On sait qu’en effet Beethoven a eu ce projet, auquel il a commencé à travailler en même temps que sa Neuvième. Mais y tenait-il tant que ça ? Ce n’est pas sûr. Des projets, il en a eu... Tous n’ont pas abouti, loin de là. Il est tout à fait possible d’imaginer que, s’il avait vécu plus longtemps, après cette Neuvième révolutionnaire à plus d’un titre, il ne soit pas retourné à la symphonie. C’est ce qu’il a fait pour ses sonates pour piano : après l’Opus 111, écrite alors qu’il devait continuer de composer pendant cinq années, il nous a donné les Variations Diabelli, la Missa Solemnis, la Neuvième Symphonie, cinq quatuors à cordes... Autant de chefs-d’œuvre absolus, qui n’étaient plus des sonates pour piano.

La Dixième Symphonie de Beethoven n’existe donc pas, et il est assez vain d’imaginer ce qu’elle aurait pu donner. La tentative de reconstitution réalisée par Barry Cooper d’après les esquisses retrouvées ne peut que nous décevoir, tant, chez Beethoven, la distance est vertigineuse entre le premier jet et la réalisation finale. Beethoven n’était pas Mozart ! À cet égard, ce genre de tentative est forcément vaine... 

Des approches bien différentes sont possibles. 

Pierre Henry est connu comme le fondateur de la musique concrète. Tant qu’on ne se donne pas vraiment la peine de ressentir ce qu’il y a derrière cette expression qui ne véhicule a priori pas beaucoup d’émotion, et qu’on a en tête des titres tels que Microphones bien tempérés, La Noire à soixante, Variations pour une porte et un soupir, Annonces sonores du tramway de Mulhouse ou Deux coups de sonnette, on se dit qu’il s’agit d’expériences sonores dont on n’imagine pas aisément qu’elles puissent nous émouvoir. Et pourtant, l’émotion est là, et bien là. La musique de Pierre Henry peut même être bouleversante. Précisément parce qu’il a su, avec la sensibilité du grand musicien qu’il était, toucher en nous, avec des sons qui font résonner sans même que parfois nous nous en rendions compte, une partie de notre intérieur qui n’est pas souvent sollicité.

Ce qui est aussi très concret pour lui, c’est sa pratique des symphonies de Beethoven. Il a été un pianiste suffisamment accompli pour pouvoir étudier les transcriptions de Franz Liszt. Elles sont d’une redoutable difficulté et vont au-delà de la seule transcription. Quand on les écoute, ce n’est ni Beethoven, ni Liszt, mais encore autre chose.

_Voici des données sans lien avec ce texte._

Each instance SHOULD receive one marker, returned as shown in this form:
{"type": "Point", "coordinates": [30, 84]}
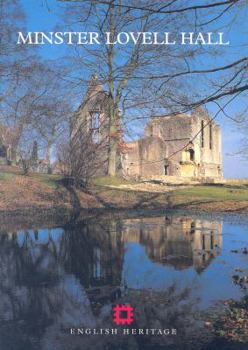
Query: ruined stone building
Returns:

Nous sommes en terrain connu, bien sûr ; à aucun moment Liszt ne déforme ou ne trahit Beethoven. Mais sa science du piano est telle que ce qu’il nous propose peut paraître, paradoxalement, davantage travaillé que l’original. Alors que l’on pourrait dire que le piano est en noir et blanc tandis que l’orchestre est en couleurs, ici l’on a presque l’impression que Liszt a colorié Beethoven.

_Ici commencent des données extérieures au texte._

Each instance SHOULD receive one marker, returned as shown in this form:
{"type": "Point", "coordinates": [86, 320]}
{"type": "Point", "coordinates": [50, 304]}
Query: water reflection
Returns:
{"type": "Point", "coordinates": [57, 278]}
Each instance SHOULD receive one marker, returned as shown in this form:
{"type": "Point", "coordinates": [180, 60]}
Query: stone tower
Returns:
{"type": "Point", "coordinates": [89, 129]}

Dès lors, il est loisible d’imaginer Pierre Henry, en travaillant ces transcriptions, avoir le sentiment de recréer les symphonies de Beethoven. Et il a dû travailler inlassablement certains passages, s’acharner dessus, les jouer en boucle, en changeant les vitesses, les rythmes, passer de l’un à l’autre... Il explique combien ce travail le « fascinait parce que Beethoven avait inventé des mélodies en peu de notes et que ces mélodies étaient très fortes, aussi fortes qu’un coup de tonnerre, qu’une vague de la mer ou que les sirènes. » Voilà comment, peut-être, il en est arrivé, non par une vue de l’esprit, mais bien par une pratique concrète, à imaginer créer une nouvelle symphonie avec une partie du matériau contenu dans les neuf premières : la Dixième Symphonie de Beethoven (et à partir de maintenant, nous mettrons également de Beethoven en italiques, puisqu’il s’agira de l’œuvre de Pierre Henry).

La première version date de 1979. Elle durait 2 heures et était en 12 mouvements aux dénominations usuelles en musique (http://brahms.ircam.fr/works/work/22205/). Nous n’en avons pas trouvé d’enregistrement. La seconde, en 9 mouvements de même nature pour une durée de 53 minutes, date de 1986, et elle a fait l’objet d’un enregistrement (aujourd'hui introuvable) chez Philips. Ce ne sont que des extraits de symphonies de Beethoven, jouées par un vrai orchestre (mais nous ne savons pas lequel ; l’éditeur avait cela en stock, inutilisé), mixées, coupées, juxtaposées... À la première écoute, on peut avoir l’impression d’un cauchemar où les protagonistes se transformeraient, passeraient de la tendresse à l’agressivité, du calme à la violence ; on est au milieu, on connaît tout le monde, mais on ne comprend rien et on ne fait que subir. Puis, avec d’autres écoutes, petit à petit nous nous familiarisons, nous reconnaissons les gens, et même si parfois ils sont plusieurs à parler en même temps et se coupent la parole, on finit par trouver notre place, avec eux. Il y eut une troisième version, en 1998, qui est un remix, à peine plus long, et dont les titres des 10 mouvements rappellent les réalités du monde contemporain (enregistrement Universal Music). Cette fois Beethoven est en arrière-fond, « avec des battements, des transes électroniques, des scintillements déphasés, des mouvances de filtres, des ajouts de fréquences, des doublages de réverbération » selon le compositeur. Il y a des passages où Beethoven se fait plutôt assez discret.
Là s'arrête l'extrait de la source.